Немецкие пикирующие бомбардировщики совершенно безнаказанно налетали волна за волной. Спасения от них не было ни в кюветах, ни в придорожных кустах, ни в перелесках. На сто километров обочины этой дороги были едва ли не сплошь устланы телами погибших, завалены остовами сожженных машин, сгоревшими танками, искалеченной техникой.
Немецкие пикирующие бомбардировщики
Такого кровавого исхода в истории войн еще не было.
Вермахт попытался перекрыть путь этому человеческому потоку, используя Зельвянку, как естественную преграду. Из «белостокского мешка» был только один выход – через «горловину» Зельва-Слоним. И эту горловину немцы изо всех сил пытались затянуть потуже.
Никогда доселе в истории войн не было такой ярости, с какой брошенные на произвол судьбы войска прорывали вражеские заслоны.
Немецкие врачи, обследуя трупы своих солдат, с ужасом отмечали, что у некоторых были перегрызены горла. Зубами! Таков был накал ярости, отчаяния и гнева.
Никогда доселе в истории войн не было и такой кавалерийской атаки: сабельные эскадроны мчались на пулеметный батальон немецких мотоциклистов. Лавина огня в пятьдесят (50!) пулеметных стволов встретила казачью лаву. Конники рубили мотоциклистов, а всадники механических «коней» косили все живое, что попадалось в их прицелы. Пулеметы молотили со скорострельностью 600 выстрелов в минуту.
Сабельные эскадроны РККА мчались на пулеметный батальон немецких мотоциклистов.
«Страшнее никто ничего не видел. – писал в дневнике немецкий офицер. – Ржанье лошадей. Нет, это не ржанье – лошади кричат, кричат от боли рвущейся на куски плоти.
Падают, давя, сбивая с ног друг друга, усаживаются на прошитые пулеметами зады, судорожно молотя воздух передними копытами. «Огонь!» Надо кончать это дело. Кончать.

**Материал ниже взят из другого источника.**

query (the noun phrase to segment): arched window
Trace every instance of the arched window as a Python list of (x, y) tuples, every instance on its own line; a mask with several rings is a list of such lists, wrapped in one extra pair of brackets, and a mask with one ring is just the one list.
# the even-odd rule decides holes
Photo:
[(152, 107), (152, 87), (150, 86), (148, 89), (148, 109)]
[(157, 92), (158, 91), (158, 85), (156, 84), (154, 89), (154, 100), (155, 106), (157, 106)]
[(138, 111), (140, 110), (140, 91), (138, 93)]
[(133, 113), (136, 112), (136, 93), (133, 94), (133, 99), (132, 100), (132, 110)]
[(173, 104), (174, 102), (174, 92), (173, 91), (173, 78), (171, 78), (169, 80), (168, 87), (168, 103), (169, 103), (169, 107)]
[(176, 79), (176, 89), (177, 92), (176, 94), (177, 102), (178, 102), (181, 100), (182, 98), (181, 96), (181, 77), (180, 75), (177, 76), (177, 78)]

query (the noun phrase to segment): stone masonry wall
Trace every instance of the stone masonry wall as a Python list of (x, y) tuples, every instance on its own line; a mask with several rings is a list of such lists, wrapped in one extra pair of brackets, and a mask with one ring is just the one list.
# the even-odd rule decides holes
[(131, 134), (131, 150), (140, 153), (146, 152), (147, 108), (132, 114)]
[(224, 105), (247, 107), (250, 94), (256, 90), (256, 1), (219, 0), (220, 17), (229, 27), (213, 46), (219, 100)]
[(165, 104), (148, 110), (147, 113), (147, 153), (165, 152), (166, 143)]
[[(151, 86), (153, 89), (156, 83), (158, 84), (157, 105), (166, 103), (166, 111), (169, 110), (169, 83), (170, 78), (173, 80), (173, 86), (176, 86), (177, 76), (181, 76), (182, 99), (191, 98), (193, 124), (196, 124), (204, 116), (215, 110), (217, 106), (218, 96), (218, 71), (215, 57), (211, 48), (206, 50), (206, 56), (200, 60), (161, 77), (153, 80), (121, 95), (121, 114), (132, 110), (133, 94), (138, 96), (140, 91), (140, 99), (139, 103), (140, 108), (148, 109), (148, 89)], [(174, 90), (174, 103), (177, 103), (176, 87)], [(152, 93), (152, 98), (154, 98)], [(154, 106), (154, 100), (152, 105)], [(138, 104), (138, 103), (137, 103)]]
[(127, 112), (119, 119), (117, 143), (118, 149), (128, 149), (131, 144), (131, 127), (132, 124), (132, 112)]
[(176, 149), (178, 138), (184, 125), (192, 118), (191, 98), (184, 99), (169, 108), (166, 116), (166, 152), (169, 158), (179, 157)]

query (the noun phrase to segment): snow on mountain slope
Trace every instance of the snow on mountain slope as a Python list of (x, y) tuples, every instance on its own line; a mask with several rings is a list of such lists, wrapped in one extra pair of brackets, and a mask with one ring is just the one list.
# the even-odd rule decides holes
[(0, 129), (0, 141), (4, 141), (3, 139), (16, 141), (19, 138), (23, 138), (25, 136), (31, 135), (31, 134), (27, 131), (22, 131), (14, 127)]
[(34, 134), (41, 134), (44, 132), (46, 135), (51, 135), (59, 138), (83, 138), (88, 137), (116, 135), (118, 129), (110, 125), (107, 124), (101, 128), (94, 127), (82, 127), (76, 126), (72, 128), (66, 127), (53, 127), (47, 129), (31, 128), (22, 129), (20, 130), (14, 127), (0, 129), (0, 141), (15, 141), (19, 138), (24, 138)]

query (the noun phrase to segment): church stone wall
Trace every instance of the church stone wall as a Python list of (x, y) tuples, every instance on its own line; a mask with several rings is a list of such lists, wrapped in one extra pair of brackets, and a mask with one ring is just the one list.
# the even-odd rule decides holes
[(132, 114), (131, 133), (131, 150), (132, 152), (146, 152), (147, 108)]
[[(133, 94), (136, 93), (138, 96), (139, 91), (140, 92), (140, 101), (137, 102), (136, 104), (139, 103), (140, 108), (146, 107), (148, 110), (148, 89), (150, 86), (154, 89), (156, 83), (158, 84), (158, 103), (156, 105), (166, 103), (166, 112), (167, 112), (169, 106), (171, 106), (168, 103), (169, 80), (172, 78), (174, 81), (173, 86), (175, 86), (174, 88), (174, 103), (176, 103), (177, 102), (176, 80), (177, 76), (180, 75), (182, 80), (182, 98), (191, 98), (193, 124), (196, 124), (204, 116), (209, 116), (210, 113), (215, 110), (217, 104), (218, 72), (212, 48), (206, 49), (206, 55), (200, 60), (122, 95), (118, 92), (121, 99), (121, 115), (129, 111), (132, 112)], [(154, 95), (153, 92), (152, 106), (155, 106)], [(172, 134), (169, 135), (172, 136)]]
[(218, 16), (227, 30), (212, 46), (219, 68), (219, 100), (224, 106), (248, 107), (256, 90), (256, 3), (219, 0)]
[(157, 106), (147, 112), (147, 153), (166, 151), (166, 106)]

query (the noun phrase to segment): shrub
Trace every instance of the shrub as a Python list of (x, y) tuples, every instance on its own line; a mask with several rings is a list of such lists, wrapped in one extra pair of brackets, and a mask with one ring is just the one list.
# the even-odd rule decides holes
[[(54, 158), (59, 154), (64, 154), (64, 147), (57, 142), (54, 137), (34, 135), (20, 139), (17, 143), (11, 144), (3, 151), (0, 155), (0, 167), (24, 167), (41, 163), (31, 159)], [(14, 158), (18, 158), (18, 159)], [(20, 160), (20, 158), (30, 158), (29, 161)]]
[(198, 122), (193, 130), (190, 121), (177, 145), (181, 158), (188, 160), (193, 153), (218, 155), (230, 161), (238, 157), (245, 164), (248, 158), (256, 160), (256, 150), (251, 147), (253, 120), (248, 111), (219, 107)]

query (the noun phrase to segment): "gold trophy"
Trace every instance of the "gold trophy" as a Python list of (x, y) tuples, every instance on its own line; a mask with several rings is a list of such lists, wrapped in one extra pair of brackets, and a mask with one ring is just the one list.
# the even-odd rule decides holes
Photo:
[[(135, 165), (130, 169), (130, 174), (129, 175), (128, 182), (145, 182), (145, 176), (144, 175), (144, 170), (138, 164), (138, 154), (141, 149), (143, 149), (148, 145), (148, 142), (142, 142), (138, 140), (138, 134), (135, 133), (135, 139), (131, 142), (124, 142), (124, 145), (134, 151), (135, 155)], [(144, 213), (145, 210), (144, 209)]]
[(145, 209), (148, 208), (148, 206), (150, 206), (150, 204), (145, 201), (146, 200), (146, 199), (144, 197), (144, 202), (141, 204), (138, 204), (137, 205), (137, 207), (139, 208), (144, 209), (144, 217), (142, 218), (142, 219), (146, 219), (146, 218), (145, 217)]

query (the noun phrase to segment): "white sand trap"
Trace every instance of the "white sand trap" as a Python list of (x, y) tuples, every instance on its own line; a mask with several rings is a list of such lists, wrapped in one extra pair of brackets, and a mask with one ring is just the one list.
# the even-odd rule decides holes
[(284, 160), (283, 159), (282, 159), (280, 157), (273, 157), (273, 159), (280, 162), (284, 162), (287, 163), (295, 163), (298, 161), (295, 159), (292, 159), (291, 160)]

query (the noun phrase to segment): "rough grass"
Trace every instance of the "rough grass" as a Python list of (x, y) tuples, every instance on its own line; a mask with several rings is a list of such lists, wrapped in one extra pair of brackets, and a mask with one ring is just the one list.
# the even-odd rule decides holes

Тем, кто находится у противотанковой пушки, легче – танки, по крайней мере, не вопят».
Смысл тех атак мы постигаем до сих пор... Публичное молчание о Зельве, о «зельвенском прорыве» длилось семь десятилетий (!!!). Историки знали об этом, но партийные идеологи не усмотрели в боях под Зельвой ничего героического; посчитали её чёрным пятном в летописях победоносной Красной Армии. Но это далеко не так. Подвигом, равнозначным обороне Брестской крепости было то, что войска в, казалось бы, безвыходном положении – без связи и общего командования, находясь под постоянными ударами с воздуха, сумели сплотиться и провести комбинированный удар по немецкий заслонам, собрав в единый кулак пехоту, танки, кавалерию и даже два бронепоезда.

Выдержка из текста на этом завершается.